An interdisciplinary, multi-institutional team led by ORNL composed of researchers from ORNL, UTK, Purdue University, and D-Wave, made strides towards realizing practical quantum simulation of material science problems by performing quantum simulation of a paradigmatic frustrated Ising model using a quantum processor. The work focused on simulating the frustrated Ising model on a Shastry-Sutherland lattice, which may have real material analogs in the rare-earth tetraboride family.

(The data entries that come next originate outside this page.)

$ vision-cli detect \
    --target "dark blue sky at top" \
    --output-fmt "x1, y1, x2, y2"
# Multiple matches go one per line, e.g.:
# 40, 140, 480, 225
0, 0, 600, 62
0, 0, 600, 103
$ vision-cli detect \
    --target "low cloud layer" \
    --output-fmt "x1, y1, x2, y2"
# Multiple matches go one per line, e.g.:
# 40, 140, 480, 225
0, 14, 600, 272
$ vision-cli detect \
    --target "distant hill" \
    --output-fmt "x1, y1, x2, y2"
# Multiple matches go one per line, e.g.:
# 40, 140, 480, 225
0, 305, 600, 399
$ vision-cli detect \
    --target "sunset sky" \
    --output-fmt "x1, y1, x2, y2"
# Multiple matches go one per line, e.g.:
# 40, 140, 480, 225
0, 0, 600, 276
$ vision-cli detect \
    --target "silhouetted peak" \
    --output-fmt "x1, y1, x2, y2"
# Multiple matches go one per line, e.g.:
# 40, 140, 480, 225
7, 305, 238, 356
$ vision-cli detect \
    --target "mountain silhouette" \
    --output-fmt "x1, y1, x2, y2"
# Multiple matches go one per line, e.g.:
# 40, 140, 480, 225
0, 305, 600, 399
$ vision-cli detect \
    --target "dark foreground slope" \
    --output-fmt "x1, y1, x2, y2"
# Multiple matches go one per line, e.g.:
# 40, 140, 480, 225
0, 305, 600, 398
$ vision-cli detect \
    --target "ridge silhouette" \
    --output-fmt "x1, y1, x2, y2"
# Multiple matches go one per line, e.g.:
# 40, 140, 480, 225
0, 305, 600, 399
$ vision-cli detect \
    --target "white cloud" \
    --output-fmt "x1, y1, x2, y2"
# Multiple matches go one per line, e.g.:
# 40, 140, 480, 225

The work developed a new symmetry-preserving embedding that mitigated common errors in quantum annealers, a new technique for determining boundary conditions that effectively mitigated finite-size effects, and simulation results exploring a phase transition between a ferromagnetic phase and fractional magnetization plateau by estimating critical properties at the phase boundary. The work demonstrated that quantum annealers with finite sizes and errors can be used to simulate properties of magnetic materials in the thermodynamic limit through appropriate error mitigation strategies. Finally the work makes a strong connection to elastic neutron scattering studies by calculating the static structure factor based on outputs from the quantum processor, promising future comparison to results on real materials.

Significance and Impact

This work provides a first example of how quantum computing can address modeling and simulation of materials and explicitly how these simulations can connect to DOE user facilities. Simulation of frustrated magnetism is critical to progressing understanding of quantum materials and this work demonstrates how a rapidly emerging class of quantum processors can be used to reliably simulate materials near the infinite limit even though the processor is prone to errors and has limited size. The demonstration indicates that these simulation tasks, which would normally require computing centers like the OLCF, could, in the future, be accomplished with significantly more compact and energy efficient quantum processors.  Moreover, the work makes deep connections to neutron sciences that current ORNL facilities like SNS are capable of performing, promising a potential synergy between near-term quantum processors and state of the art material characterization via neutrons.

Research Details

  • The Shastry-Sutherland lattice was embedded into the Chimera lattice of the DWave 2000Q using ferromagnetic spin chains in a manner which preserved the symmetry of the model Hamiltonian and respected the symmetry of the device hardware to minimize chain-breaking errors. 
  • Determination of the ground states for the Shastry-Sutherland Ising model was performed via the recently developed Quantum Evolution Monte Carlo chaining strategy, which performs quantum evolution/partial thermalization with a finite transverse field before performing  annealing to obtain a classical ground state. This process is repeated with the output from the previous step (similar to a markov chain)  to iteratively refine solutions and obtain estimates of the ground states. Experimental parameters were explored and optimized to obtain the lowest possible energy states.
  • The phase diagram of the frustrated Shastry-Sutherland Ising model was reproduced with accurate determination of phase boundaries and recovery of all equilibrium magnetic phases, including the fractional magnetization plateau.
  • The static structure factors at equilibrium and at a critical phase transition was calculated from the output of the quantum annealer, displaying critical behavior and previously unidentified, intermediate magnetic phases.

 

Overview

Team: Paul Kairys (UTK/ORNL), Andrew D. King (D-Wave), Isil Ozfidan (D-Wave), Kelly Boothby (D-Wave), Jack Raymond (D-Wave), Arnab Banerjee (Purdue University),  Travis S. Humble (ORNL)

Citation and DOI: Paul Kairys, Andrew D. King, Isil Ozfidan, Kelly Boothby, Jack Raymond, Arnab Banerjee, and Travis S. Humble, “Simulating the Shastry-Sutherland Ising Model Using Quantum Annealing,” PRX Quantum 1, 020320 (2020).